Tansu Çiller’in memlekete çok yararlı olacağına inanıyor, kendisinin duacı olduğunu belirtiyor. Tansu Çiller’i Türkiye için yeni bir açılım, bir kurtuluş reçetesi olarak görüyor. Daha sonra bu fikri değişiyor. Ülkeye yararlı olmadığını düşünmeye başlıyor. Bir TV kanalına Amerika’dan bağlanarak Çiller ve ailesiyle ilgili ithamlarda bulunuyor. Gerisinden televizyonun ofisi basılıp, kamera sistemlerine hasar veriliyor. Yani baktığınızda geçmişte bir mafya babasının neler yapabileceğinin de somut örnekleri bu anlatılanlar.
“Erol Evcil'i güçlü etti”
Erol Evcil, Bursa’da sigortacılık yapıyor, sonra iplik ticaretine başlıyor, Alaattin Çakıcı’nın aracılığıyla kısa müddette trilyonlarca lira kazanıyor.
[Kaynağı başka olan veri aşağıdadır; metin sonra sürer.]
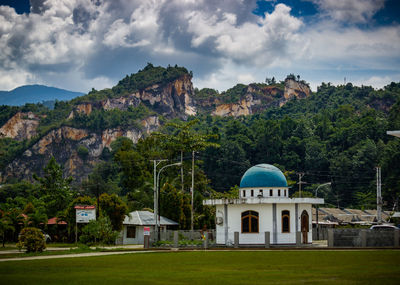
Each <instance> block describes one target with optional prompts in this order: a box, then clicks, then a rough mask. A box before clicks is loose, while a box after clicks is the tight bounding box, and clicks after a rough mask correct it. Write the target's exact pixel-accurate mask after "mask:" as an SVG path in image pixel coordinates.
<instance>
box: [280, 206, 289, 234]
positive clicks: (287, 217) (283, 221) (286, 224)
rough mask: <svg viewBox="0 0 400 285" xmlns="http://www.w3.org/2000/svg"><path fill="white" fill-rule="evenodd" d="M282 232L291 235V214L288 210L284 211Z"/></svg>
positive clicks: (282, 220)
mask: <svg viewBox="0 0 400 285" xmlns="http://www.w3.org/2000/svg"><path fill="white" fill-rule="evenodd" d="M282 232H283V233H290V212H289V211H288V210H284V211H282Z"/></svg>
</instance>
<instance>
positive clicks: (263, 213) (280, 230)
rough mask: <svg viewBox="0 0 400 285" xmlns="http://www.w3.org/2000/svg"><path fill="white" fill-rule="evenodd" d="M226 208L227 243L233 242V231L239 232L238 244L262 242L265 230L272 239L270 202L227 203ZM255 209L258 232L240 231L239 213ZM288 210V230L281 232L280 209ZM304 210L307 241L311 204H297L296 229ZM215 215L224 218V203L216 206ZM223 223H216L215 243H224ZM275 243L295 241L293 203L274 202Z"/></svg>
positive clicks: (278, 243) (234, 231)
mask: <svg viewBox="0 0 400 285" xmlns="http://www.w3.org/2000/svg"><path fill="white" fill-rule="evenodd" d="M227 209H228V245H229V244H233V242H234V232H239V243H240V244H264V242H265V232H270V242H271V244H273V243H274V240H273V213H272V211H273V206H272V204H229V205H227ZM248 210H252V211H257V212H258V213H259V233H241V213H242V212H244V211H248ZM283 210H288V211H289V212H290V232H289V233H282V211H283ZM303 210H306V211H307V212H308V215H309V232H308V242H311V241H312V221H311V220H312V216H311V204H298V229H297V231H300V225H301V220H300V219H301V213H302V212H303ZM216 217H222V218H223V219H224V218H225V213H224V205H217V206H216ZM225 223H226V221H225V220H224V221H223V224H222V225H216V235H217V244H225ZM276 226H277V228H276V230H277V242H276V244H295V243H296V228H295V226H296V213H295V204H294V203H287V204H286V203H277V204H276Z"/></svg>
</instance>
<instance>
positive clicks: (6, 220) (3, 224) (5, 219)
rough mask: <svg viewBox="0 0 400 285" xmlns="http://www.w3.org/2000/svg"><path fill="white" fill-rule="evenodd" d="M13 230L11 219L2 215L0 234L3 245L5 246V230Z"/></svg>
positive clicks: (13, 229) (5, 240)
mask: <svg viewBox="0 0 400 285" xmlns="http://www.w3.org/2000/svg"><path fill="white" fill-rule="evenodd" d="M14 230H15V228H14V227H13V225H12V222H11V220H10V219H9V218H8V217H7V216H4V217H2V218H1V219H0V234H1V236H2V238H3V247H5V243H6V232H7V231H12V232H14Z"/></svg>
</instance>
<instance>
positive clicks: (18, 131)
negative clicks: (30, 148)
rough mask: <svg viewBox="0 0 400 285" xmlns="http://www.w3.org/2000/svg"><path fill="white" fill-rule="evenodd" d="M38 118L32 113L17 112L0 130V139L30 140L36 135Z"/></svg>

Alaattin Çakıcı ona nasıl bir yol açıyor ki bu kadar güçlü olabiliyor?
Evcil’e kredi konusunda verilen siyasi takviye kelam konusu. Evcil kısa periyotta gerçekten sayılı zenginler ortasına giriyor. Ayrıyeten Evcil’in zeytin işine girmesinin ardında Alaattin Çakıcı’nın olduğunun bilinmesi işlerin devlette daha kolay yürümesini sağlıyor. Malki cinayetinde de nakdî çabalar, yeni gelir kapılarının açılmasıyla ilgili birtakım olaylar olduğu ortaya çıkıyor. Bunların ardında daima politikler oluyor. Bakıyorsunuz Erol Evcil bürokraside birtakım bireylerin muhakkak noktalara gelmesini rahatlıkla bakanlarla, hatta başbakanla görüşebilen bir isim haline geliyor. Başbakanla ya da bakanlarla rahatlıkla görüşen, ardında bir “baba” dayanağı bulunan şahısların de devletle işleri daha kolay yürüyor, kapılar onlar için daha rahat açılıyor. Bu türlü bir durumda Erol Evcil’in büyümemesi kelam konusu olmaz esasen. Bir banka alımı için ortada dönen sayılar küçük şeyler değildir.
“Bahçeli'ye, Çakıcı'nın 8 ay ömrü kaldı haberi gitti”
Peki, MHP başkanı Devlet Bahçeli’nin Alaattin Çakıcı konusundaki hassasiyetinin sebebi nedir?
Öncelikle Çakıcı’nın hastanede olduğu periyotta aldığı bir rapor son derece kıymetliydi. “Kendisinin 8’i ölümcül, 16 hastalığı vardır. Allah bilir ancak 8 ay ömrü kaldığı görülmektedir…” Devletin sıhhat raporunda bu türlü bir cümle var. Bu bilgi Devlet Bahçeli’ye de ulaşıyor. Bu kişinin bir an evvel tahliye edilmesi, orada hayatını kaybetmemesi isteniyor. Alışılmış Alaattin Çakıcı’nın babası MHP’lidir. Solcular tarafından öldürülmüştür. Alaattin Çakıcı o devir ülkücü hareketin içinde olmaya başlamıştır. Münasebetiyle geçmişte Devlet Beyefendi ile alakası olan bir isim. MHP içinde şu anda misyon alan kimi bireyler zati geçmişte Alaattin Çakıcı ile cezaevinde birlikte yattığı ülkücü arkadaşlarıdır. Bu ilgi, ülkücülükten kaynaklanan bir bağlantı olarak görülmeli diye düşünüyorum.